My eyes abandon his because he's the one who's wrong and I can't bear to see him regard me as someone worth being called fireheart.

"Then everyone else is wrong." 

I still refuse to look at him.

"Can you tell me what happened?"

I fasten my lips together when my eyes find his beseeching ones, refusing to answer him.

He leans even closer than before, his lips inches from mine.

I close my eyes instinctively and hold my breath, craving his lips on mine, claiming me.

But when a soft touch flutters over my cheek, my eyes pop wide open.

His large palm is caressing my cheek, as his eyes shine with desire and something else. When his other palm lifts to stroke my hair, I purr in content.

He takes it as a sign to continue. 

He does just that, alternating between stroking my head tenderly and letting the red strands glide between his long and slender digits.

I automatically twist so that my side is pressed into the back of the couch, facing him completely.

The wine has probably loosened the both of us up. That's why he's being so bold and I'm losing control.

"You like that?" He whispers in a husky voice.

I sigh and feel my eyes turning heavy. "Mhm."

I should stop this.

He relieves me of my empty wine glass, placing it on the table. Then he turns my palm up and starts drawing his fingers across.

His touch feels so good, so right, that I can't find it in myself to move away from him.

I even allow myself to scoot closer, until my head is literally propped on his chest.

All worries and conflicting thoughts have left my head and my eyes fall close.

"Cyra..."

My eyes flutter open, registering that he finally said my name again.

"My fireheart." He wraps an arm around my waist and continues playing with my hair. "I really like you- no... more than that."

That thing in my chest pounds so hard against my ribcage I'm afraid it'd break.

"And you don't have to tell me what happened right now, but whenever you're ready, I'll be there." 

He tilts my chin up so that our eyes are leveled.

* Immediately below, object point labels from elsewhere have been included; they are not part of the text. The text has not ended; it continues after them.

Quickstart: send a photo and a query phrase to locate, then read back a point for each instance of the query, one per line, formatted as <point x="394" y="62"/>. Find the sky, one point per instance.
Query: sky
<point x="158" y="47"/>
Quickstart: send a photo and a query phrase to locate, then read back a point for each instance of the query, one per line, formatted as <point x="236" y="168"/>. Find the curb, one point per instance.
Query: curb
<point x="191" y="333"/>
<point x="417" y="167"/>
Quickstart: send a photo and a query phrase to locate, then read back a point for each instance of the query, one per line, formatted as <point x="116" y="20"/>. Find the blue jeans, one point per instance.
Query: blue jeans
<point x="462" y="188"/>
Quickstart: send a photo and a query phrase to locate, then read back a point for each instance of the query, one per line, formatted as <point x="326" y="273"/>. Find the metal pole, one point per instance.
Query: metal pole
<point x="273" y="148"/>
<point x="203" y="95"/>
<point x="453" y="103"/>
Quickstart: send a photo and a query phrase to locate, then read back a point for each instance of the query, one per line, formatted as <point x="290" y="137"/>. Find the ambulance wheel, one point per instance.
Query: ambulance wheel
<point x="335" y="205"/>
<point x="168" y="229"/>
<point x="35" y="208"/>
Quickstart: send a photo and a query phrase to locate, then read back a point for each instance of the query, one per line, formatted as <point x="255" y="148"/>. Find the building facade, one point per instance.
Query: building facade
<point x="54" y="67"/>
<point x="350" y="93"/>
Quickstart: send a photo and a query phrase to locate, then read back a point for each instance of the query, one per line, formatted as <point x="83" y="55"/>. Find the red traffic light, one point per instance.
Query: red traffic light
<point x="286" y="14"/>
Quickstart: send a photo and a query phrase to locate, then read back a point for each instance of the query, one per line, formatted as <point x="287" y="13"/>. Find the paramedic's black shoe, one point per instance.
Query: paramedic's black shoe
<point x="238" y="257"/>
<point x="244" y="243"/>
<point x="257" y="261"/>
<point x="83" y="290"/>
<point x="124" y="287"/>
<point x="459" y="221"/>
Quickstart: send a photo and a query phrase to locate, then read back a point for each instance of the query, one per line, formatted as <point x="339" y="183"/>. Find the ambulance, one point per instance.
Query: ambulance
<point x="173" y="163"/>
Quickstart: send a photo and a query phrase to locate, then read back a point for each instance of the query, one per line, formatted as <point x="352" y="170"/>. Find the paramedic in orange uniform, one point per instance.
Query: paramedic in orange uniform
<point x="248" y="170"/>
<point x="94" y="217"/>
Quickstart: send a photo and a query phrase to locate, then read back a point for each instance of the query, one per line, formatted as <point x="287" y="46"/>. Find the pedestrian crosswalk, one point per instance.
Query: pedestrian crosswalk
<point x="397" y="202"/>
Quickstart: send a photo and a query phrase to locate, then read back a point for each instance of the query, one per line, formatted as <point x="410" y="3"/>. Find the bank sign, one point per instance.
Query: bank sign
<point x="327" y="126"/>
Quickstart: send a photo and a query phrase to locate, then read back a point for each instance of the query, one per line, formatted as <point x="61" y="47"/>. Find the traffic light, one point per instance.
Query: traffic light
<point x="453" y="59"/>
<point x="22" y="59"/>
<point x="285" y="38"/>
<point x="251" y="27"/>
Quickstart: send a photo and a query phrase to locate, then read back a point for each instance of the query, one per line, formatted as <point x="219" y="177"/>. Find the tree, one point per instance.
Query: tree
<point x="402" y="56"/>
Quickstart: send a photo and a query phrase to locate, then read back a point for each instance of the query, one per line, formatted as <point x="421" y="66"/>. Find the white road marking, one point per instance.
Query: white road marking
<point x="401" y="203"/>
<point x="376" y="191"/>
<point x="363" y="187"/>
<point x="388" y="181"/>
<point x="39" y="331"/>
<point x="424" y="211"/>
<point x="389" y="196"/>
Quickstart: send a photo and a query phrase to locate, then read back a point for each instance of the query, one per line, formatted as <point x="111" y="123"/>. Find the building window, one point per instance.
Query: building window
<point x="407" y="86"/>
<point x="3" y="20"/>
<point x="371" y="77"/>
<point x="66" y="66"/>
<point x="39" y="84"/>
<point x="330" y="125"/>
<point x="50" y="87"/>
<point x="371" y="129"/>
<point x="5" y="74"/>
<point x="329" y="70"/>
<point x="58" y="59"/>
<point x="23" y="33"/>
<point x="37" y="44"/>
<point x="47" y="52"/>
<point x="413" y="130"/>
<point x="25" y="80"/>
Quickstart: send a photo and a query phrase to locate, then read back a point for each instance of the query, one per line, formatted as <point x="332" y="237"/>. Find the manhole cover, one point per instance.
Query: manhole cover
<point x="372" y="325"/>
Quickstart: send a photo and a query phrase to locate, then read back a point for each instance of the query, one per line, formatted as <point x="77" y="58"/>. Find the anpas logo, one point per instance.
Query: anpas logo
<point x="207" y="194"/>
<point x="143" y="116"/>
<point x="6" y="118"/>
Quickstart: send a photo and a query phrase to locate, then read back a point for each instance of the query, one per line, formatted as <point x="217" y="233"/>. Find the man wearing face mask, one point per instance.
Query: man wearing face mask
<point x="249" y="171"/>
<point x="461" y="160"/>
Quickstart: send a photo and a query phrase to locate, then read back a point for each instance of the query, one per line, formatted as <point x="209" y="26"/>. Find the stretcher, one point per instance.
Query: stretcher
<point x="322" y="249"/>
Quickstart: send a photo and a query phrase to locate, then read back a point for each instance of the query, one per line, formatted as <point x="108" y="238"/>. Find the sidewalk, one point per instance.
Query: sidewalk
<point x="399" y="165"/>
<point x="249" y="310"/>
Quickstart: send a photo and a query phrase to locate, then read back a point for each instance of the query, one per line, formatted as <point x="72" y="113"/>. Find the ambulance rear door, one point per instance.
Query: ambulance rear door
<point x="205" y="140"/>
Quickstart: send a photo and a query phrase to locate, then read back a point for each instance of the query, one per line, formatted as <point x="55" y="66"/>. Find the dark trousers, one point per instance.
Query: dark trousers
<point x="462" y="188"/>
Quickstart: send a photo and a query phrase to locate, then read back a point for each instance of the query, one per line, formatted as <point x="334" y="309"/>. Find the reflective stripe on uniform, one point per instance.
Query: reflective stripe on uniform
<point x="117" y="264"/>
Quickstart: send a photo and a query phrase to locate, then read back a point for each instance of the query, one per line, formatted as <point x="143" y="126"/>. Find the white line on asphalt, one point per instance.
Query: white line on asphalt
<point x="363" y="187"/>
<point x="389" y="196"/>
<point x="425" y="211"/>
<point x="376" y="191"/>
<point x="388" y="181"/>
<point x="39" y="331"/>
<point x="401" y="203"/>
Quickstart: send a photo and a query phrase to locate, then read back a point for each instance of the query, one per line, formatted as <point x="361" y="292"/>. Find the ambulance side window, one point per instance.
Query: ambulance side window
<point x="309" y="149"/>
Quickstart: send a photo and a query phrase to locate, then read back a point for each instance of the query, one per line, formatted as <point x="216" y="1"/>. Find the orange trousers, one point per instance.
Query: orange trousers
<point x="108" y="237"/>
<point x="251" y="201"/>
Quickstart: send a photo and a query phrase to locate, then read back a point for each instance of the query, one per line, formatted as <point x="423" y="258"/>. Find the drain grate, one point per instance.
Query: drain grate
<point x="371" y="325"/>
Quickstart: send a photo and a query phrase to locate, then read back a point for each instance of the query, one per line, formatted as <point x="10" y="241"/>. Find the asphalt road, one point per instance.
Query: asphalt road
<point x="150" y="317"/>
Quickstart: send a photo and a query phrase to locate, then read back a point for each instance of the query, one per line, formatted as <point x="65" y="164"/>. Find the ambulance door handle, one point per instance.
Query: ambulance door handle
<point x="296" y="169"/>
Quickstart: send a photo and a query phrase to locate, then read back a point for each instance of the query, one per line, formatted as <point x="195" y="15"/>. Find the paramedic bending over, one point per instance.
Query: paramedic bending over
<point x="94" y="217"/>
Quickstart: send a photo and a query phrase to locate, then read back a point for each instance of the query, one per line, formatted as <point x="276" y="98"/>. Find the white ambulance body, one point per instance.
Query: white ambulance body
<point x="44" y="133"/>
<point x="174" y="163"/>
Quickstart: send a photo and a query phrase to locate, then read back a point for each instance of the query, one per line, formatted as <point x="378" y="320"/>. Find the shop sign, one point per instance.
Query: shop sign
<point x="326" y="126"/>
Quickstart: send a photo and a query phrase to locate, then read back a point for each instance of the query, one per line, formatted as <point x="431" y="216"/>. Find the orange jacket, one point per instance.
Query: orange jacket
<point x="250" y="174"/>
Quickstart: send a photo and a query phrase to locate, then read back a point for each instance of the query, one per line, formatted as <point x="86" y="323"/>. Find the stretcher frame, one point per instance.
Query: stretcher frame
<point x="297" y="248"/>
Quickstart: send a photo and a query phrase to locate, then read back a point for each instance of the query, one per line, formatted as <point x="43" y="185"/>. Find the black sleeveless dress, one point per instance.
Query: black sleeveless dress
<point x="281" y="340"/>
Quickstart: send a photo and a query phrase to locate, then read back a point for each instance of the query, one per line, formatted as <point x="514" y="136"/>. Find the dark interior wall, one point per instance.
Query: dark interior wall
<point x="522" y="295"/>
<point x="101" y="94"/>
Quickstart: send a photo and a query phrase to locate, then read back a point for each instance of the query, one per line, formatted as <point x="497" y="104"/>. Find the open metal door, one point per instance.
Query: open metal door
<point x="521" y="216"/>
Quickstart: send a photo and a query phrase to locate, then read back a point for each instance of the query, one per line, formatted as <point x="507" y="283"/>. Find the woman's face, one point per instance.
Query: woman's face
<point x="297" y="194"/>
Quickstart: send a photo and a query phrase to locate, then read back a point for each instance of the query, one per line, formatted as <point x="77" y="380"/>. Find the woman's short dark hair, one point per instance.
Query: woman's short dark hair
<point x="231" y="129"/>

I feel my cheeks warming and I'm not sure if it's the wine or the way he's gazing at me.

Not like I'm the only person in the world, but the only one in his.

"You mean so much to me that I'm more afraid than I have ever been... of losing you. That's why..."

"What?" I whisper.

"I'll tell you what I've never told anyone before."

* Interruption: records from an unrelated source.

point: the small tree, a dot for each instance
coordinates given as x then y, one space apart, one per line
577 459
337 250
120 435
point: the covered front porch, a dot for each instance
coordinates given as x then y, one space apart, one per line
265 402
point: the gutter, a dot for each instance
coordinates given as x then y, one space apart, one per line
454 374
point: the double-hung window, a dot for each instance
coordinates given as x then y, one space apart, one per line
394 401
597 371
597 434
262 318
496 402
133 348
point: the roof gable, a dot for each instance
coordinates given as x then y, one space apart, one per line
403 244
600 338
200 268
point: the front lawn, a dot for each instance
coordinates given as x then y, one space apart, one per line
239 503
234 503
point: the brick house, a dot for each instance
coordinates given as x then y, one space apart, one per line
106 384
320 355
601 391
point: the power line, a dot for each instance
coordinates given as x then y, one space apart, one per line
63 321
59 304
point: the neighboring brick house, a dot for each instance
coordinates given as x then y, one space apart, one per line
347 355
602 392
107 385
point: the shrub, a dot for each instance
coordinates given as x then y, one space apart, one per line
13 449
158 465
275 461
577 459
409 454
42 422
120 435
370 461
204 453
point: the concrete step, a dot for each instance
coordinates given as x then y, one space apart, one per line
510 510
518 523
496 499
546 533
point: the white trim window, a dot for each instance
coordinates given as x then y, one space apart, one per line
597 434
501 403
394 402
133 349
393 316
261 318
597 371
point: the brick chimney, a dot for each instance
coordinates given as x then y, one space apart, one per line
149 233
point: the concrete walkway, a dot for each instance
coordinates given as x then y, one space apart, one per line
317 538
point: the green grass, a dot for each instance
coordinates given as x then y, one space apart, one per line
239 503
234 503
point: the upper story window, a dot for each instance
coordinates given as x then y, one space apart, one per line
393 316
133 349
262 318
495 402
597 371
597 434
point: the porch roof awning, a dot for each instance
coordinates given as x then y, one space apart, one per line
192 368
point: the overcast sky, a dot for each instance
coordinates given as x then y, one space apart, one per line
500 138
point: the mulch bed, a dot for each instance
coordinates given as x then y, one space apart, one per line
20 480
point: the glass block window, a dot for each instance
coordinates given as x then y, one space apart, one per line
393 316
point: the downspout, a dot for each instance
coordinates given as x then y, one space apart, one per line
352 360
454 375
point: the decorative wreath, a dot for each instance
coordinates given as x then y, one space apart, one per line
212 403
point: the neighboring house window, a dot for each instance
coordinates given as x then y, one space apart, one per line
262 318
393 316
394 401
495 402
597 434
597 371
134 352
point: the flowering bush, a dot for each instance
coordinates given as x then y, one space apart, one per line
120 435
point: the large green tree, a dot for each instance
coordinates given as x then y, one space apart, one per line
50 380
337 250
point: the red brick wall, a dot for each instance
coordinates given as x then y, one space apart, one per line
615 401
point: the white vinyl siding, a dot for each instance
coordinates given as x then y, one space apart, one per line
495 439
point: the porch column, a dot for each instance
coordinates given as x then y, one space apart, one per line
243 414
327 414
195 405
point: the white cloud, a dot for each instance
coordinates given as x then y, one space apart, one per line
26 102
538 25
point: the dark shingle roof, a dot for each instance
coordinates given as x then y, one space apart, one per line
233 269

The spell he cast on me lifts slightly at his words and I blink in question.

"I'll tell you about Noah's mother."

************

A/N:
Don't know if any of you have read the Throne of Glass series (it's my fav series of ALL FREAKIN' TIME), but the female protagonist is also called Fireheart, so I was a bit hesitant to use it too, but then I felt that it fit Cyra's personality. And I actually searched for nicknames that mean fiery, brave etc and a few came out, but fireheart was the most suitable one. Sooooo yeah.